As Required by Law: In general, we may use or disclose your protected health information as required by law and limited to the relevant requirements of the law.

You May Obtain Your Records: The records by this office are available to you.  It is unlikely that a client would desire to obtain their file.  However, the method for obtaining your file is to submit any type of written request with your name address and signature.

 

  1. Area describing the rights you have:

Inspect and copy your protected health information:  However, we may refuse to provide access to certain psychotherapy notes or information for a civil or criminal proceeding.

Request a restriction of your protected health information:  You may ask us not to use or disclose certain parts of your protected health information for treatment, payment or healthcare operations.  You may also request that the information not be disclosed to family members or friends who may be involved in your care.  Your request must state the specific restriction requested and to whom you want the restriction to apply.  We are not required to agree to a restriction that you may request, but if we do agree, then we must behave accordingly.

Request to receive confidential communications from us by alternative means or at an alternative location:  We will accommodate reasonable requests.  We may also condition this accommodation by asking you for information as to how payment will be handled or specification as to the basis for the request.

Ask your provider to amend your protected health information:  You may request an amendment of protected health information about you.  If we deny your request for amendment you have the right to file a statement of disagreement with us, and your medical record will note the disputed information.

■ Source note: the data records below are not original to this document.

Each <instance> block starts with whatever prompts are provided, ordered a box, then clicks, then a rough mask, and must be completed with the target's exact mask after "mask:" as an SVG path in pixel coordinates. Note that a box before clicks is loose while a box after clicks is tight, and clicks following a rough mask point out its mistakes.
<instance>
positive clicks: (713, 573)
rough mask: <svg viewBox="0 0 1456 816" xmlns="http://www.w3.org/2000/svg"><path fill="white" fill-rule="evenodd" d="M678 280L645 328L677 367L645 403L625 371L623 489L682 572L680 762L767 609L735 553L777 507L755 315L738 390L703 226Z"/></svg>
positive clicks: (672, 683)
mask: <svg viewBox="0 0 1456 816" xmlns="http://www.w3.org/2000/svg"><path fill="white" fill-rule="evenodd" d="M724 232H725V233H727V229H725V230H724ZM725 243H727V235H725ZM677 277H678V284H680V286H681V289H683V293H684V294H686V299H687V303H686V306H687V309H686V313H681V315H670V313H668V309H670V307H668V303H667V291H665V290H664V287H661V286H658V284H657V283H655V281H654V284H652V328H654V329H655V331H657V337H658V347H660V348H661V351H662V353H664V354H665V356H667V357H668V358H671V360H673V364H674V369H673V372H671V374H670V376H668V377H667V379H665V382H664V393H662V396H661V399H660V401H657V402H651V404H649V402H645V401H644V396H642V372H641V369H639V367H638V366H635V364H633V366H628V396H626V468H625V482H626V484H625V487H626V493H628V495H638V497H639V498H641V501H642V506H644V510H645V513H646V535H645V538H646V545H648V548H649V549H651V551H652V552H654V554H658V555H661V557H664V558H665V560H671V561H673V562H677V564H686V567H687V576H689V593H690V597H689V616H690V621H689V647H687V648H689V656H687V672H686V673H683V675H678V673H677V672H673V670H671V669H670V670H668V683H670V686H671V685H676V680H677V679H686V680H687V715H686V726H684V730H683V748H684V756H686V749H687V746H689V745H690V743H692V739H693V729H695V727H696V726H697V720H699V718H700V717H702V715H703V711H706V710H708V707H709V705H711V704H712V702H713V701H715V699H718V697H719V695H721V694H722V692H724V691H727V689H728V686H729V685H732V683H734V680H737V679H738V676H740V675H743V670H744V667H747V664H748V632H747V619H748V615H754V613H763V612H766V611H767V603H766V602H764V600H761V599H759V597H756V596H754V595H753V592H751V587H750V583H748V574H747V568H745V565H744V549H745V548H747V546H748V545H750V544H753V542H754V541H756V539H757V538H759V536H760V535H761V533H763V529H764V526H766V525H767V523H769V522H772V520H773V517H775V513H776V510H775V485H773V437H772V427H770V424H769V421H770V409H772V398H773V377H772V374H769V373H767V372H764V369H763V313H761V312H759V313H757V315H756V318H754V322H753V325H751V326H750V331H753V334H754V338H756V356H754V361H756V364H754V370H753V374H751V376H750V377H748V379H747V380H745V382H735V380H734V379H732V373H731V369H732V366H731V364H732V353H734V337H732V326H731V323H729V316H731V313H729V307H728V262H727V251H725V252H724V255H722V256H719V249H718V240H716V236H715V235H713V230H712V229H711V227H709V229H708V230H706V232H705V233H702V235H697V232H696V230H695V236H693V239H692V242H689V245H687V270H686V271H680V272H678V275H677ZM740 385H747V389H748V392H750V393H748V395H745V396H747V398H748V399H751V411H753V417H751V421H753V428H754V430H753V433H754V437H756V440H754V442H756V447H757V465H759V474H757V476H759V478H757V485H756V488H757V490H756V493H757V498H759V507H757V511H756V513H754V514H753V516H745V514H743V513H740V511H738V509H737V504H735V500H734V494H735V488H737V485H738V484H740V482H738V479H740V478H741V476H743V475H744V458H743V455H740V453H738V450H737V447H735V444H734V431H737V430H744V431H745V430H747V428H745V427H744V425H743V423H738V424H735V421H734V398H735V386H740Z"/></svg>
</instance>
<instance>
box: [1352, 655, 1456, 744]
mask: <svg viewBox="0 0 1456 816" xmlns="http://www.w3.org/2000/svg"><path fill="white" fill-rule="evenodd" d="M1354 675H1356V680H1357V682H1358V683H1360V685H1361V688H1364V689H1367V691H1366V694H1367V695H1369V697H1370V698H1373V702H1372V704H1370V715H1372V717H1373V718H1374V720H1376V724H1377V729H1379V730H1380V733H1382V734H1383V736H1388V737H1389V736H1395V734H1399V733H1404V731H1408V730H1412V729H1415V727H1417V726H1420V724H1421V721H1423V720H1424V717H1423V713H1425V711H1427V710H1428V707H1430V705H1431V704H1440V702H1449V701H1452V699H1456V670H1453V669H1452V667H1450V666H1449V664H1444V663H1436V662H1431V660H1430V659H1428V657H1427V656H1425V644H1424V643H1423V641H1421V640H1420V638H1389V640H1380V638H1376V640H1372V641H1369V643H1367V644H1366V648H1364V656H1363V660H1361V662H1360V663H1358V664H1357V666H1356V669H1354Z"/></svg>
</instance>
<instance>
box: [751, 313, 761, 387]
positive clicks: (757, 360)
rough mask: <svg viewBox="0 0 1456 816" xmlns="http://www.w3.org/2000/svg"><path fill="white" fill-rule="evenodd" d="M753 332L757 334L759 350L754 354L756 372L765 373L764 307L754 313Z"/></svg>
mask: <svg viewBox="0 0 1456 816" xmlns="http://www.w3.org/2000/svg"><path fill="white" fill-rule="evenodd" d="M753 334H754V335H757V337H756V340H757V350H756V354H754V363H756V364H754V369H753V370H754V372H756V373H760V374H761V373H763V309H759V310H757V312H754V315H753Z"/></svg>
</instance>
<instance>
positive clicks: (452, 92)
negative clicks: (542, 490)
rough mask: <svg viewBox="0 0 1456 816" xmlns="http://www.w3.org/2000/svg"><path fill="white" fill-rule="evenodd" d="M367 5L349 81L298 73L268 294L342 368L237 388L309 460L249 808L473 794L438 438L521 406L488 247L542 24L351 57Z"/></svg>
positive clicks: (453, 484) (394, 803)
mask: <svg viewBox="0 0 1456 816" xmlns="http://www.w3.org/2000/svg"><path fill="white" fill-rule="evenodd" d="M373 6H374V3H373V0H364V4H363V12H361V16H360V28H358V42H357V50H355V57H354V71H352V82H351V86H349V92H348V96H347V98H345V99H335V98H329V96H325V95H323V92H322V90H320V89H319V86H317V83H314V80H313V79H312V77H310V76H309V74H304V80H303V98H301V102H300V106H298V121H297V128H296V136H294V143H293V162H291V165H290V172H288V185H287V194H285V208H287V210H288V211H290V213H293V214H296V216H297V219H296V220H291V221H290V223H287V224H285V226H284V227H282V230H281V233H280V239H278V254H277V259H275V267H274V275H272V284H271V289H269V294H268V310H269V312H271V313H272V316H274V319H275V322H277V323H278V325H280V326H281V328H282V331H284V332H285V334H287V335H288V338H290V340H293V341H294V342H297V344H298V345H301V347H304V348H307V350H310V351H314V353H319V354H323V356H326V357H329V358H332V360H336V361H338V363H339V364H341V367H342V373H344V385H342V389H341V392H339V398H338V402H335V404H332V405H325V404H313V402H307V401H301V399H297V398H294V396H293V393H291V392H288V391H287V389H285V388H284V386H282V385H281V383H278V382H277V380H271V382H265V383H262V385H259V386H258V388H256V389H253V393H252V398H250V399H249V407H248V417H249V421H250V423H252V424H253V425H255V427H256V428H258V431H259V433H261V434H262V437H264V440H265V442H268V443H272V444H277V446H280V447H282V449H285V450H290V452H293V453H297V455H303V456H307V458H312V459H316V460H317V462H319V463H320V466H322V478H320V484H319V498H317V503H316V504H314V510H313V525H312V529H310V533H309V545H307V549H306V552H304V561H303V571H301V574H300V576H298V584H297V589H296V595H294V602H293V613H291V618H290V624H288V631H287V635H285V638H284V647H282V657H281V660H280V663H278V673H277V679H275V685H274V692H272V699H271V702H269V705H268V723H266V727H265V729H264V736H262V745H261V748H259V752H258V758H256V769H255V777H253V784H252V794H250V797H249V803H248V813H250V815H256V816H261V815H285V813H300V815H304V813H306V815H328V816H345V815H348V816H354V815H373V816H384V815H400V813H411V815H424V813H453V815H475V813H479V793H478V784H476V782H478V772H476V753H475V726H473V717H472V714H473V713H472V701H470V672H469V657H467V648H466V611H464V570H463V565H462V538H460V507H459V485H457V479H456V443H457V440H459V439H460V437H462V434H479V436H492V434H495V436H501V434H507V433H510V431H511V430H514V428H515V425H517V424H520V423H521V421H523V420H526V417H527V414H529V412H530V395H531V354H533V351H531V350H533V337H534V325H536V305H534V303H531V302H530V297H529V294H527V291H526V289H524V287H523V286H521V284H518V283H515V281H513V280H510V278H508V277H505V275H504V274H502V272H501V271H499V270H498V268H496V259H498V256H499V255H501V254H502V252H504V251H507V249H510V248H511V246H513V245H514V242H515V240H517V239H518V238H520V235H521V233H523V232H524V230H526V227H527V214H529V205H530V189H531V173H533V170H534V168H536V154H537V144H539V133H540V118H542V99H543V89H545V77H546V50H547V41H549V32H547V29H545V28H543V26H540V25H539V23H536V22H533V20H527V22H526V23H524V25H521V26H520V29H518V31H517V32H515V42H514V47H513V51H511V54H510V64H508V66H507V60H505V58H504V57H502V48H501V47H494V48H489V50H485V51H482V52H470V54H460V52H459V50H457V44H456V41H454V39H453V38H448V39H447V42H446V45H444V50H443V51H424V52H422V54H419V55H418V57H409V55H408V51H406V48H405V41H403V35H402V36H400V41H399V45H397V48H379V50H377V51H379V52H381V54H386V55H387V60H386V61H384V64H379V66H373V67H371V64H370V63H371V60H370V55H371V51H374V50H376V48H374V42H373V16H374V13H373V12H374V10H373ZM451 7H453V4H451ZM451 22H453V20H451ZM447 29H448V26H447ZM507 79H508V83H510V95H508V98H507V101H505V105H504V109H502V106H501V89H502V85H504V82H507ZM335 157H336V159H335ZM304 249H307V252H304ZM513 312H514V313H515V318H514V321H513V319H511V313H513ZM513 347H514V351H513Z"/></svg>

Receive an accounting of certain disclosures we may have made:  This right applies to disclosures for purposes other than treatment, payment or healthcare operations.  It excludes disclosures we may have made to you, for facility director, to family members or friends involved in your care, or for notification purposes.  You have the right to receive specific information regarding these disclosures.  The right to receive this information is subject to certain exceptions, restrictions and limitations

Obtain a paper copy of this notice from us:  upon request, even if you have agreed to accept this notice electronically.